Just like the Advent wreath, the tradition of the Christmas tree in its present form originates in Germany. Artisans’ guilds in Germany began arranging Christmas parties for children in the 16th century, possibly with an eye on older traditions. The centrepiece of the party was a decorated spruce tree with gifts for the children. The custom spread and soon the bourgeoisie began placing a decorated Christmas trees in their living rooms during the festive season. In 1632, a mention of lighted candles on Christmas trees can be found for the first time in a written source - a custom which is still retained and revered. However, due to the peril of fire lighted candles have been replaced with electric light sources.
The Christmas tree spread its branches beyond Germany’s borders. According to sources the first Danish Christmas tree was probably introduced in 1808 at the Holsteinsborg estate in South Zealand. The custom spread among the clergy and bourgeoisie in the 19th century and was disseminated widely around World War I.

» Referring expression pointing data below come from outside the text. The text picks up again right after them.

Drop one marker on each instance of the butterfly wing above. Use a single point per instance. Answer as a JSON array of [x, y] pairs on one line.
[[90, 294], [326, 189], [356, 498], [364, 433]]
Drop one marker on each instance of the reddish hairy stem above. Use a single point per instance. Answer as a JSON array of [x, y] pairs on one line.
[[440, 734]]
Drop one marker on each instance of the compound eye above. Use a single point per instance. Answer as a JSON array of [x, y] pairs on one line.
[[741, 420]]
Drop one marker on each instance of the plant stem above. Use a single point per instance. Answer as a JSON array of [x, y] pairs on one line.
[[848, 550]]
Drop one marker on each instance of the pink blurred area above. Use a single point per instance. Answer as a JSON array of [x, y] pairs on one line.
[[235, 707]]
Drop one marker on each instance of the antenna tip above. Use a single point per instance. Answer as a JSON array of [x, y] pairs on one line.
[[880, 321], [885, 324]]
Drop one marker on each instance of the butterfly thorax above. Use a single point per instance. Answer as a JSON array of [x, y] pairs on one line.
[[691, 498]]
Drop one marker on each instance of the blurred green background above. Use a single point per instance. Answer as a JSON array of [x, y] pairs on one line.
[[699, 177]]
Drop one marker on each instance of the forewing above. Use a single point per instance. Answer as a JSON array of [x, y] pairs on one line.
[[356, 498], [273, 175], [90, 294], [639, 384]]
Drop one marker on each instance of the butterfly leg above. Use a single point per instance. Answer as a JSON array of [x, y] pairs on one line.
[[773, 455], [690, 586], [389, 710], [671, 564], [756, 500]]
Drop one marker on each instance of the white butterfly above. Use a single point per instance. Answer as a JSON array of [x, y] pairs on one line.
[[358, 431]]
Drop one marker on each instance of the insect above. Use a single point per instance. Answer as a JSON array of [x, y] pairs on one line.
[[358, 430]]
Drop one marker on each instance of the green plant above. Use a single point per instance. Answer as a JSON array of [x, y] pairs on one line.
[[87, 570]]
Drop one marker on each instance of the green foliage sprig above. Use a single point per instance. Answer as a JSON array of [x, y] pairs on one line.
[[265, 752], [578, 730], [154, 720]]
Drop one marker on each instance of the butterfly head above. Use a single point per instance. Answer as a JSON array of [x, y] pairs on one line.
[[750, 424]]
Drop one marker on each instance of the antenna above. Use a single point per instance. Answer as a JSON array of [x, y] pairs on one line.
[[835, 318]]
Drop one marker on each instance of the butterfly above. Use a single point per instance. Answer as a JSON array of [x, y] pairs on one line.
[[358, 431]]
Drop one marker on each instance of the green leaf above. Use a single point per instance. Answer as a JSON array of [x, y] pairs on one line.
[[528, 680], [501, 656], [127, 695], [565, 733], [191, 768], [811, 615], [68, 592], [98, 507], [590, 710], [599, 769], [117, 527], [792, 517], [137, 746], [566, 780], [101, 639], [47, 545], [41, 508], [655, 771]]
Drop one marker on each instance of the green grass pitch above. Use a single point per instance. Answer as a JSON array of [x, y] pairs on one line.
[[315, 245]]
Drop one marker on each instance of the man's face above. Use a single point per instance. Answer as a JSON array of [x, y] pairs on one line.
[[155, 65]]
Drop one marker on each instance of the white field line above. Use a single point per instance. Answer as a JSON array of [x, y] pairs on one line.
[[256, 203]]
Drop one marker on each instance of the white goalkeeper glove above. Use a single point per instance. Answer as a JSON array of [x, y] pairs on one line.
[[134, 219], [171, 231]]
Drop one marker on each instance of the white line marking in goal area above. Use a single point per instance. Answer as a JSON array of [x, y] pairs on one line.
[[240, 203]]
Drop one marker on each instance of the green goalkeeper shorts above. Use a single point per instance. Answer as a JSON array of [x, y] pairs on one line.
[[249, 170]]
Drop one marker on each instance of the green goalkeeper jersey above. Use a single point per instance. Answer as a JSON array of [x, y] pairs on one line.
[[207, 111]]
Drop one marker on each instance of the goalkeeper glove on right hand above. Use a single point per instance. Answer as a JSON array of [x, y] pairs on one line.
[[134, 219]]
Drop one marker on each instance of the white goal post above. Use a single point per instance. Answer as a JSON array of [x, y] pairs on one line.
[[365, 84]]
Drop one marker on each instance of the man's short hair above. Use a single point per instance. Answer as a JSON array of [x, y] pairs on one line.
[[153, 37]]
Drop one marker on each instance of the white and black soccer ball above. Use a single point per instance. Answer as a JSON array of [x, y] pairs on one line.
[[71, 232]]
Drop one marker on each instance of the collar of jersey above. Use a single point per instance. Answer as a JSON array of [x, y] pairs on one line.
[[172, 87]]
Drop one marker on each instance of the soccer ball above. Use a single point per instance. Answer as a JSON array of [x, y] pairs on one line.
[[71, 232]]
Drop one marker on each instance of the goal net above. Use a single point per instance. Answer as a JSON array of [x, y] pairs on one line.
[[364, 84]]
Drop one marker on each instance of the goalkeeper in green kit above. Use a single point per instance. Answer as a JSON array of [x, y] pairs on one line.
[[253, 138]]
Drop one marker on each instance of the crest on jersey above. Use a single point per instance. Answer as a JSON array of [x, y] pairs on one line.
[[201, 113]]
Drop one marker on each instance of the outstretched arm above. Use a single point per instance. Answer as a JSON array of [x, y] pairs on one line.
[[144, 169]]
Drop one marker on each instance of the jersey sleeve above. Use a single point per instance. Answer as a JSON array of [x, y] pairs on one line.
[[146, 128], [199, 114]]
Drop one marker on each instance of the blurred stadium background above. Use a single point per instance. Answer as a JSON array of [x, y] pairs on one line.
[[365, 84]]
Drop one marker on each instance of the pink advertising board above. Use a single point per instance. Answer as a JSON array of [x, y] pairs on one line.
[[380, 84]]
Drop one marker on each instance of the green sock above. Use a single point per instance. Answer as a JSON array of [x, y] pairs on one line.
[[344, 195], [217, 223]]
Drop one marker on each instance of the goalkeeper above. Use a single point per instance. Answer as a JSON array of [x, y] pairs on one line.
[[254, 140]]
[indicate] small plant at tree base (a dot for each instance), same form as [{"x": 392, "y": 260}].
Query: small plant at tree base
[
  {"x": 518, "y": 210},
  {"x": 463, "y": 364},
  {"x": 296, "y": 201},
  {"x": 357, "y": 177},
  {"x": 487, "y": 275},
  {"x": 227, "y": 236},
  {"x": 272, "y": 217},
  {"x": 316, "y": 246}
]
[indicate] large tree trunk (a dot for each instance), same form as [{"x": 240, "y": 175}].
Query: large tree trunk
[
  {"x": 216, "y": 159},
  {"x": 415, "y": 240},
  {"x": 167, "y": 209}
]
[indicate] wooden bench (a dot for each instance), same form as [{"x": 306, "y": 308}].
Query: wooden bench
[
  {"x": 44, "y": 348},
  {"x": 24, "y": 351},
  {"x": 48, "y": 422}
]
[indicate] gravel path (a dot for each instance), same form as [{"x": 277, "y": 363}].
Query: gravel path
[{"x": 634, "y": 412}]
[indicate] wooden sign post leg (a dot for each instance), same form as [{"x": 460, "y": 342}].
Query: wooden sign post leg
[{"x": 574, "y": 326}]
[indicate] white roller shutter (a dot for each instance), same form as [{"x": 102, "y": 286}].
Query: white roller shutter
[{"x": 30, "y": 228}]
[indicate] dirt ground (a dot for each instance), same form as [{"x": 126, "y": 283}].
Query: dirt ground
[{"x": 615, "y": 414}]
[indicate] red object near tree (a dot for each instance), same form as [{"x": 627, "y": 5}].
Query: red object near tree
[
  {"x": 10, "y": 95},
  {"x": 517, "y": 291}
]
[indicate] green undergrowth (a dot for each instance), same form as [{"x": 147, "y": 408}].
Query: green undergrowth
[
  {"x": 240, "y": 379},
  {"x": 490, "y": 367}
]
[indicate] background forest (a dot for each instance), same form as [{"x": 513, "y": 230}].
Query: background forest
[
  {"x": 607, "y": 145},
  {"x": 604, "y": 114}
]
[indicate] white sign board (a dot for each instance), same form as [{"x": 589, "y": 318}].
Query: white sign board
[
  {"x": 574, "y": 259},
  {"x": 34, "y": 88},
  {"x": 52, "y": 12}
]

In the Faroe Islands, the first Christmas tree reportedly found its way to the Sandagerð Rectory in Tórshavn, just before the turn of the 20th century. Here, too, the custom slowly spread among the clergy and the bourgeoisie, perhaps especially among Danish officials in Tórshavn. In an advertisement in the newspaper “Dimmalætting” in 1912, the florist Trond-Hansen offers Christmas trees for sale at 35 øre pr. tree.
During World War II, it became difficult to obtain Christmas trees, so people had to use their imagination. Artificial Christmas trees, composed of various items, fallen branches and other available material, were commonly used. Only after the war in the 50’s, the Christmas tree tradition had a breakthrough among the general population.
Anker Eli Petersen
This year’s Christmas stamps depict the Advent wreath (19KR) and the Christmas tree (29KR), respectively, both with lit candles. The artist, Heiðrik á Heygum, explains his inspiration for the motifs:
“I received a request to design two Christmas stamps inspired by the story of the Faroese Advent wreath and the Christmas tree. The Christmas tree and the Advent wreath are relatively recent traditions in the Faroe Islands, almost as fresh to us as the Faroese visual arts.
The Faroese embraced these beautiful Christmas traditions - the Advent wreath around the 1940’s and the Christmas tree in the early 1900’s. A few years later, Faroese visual art began to flourish in earnest. Artists such as William Heinesen and Elinborg Lützen attracted attention and have immensely influenced Faroese visual identity. All Faroese have grown up and become thoroughly acquainted with their two-dimensional illustrations of Faroese legends and adventures in clips and prints.
Christmastide is a traditional, reflective and nostalgic celebration and very close to our hearts. Therefore, I thought it would be appropriate to depict our Christmas traditions in a traditional way, while also paying tribute to William’s and Elinborg’s visual styles.”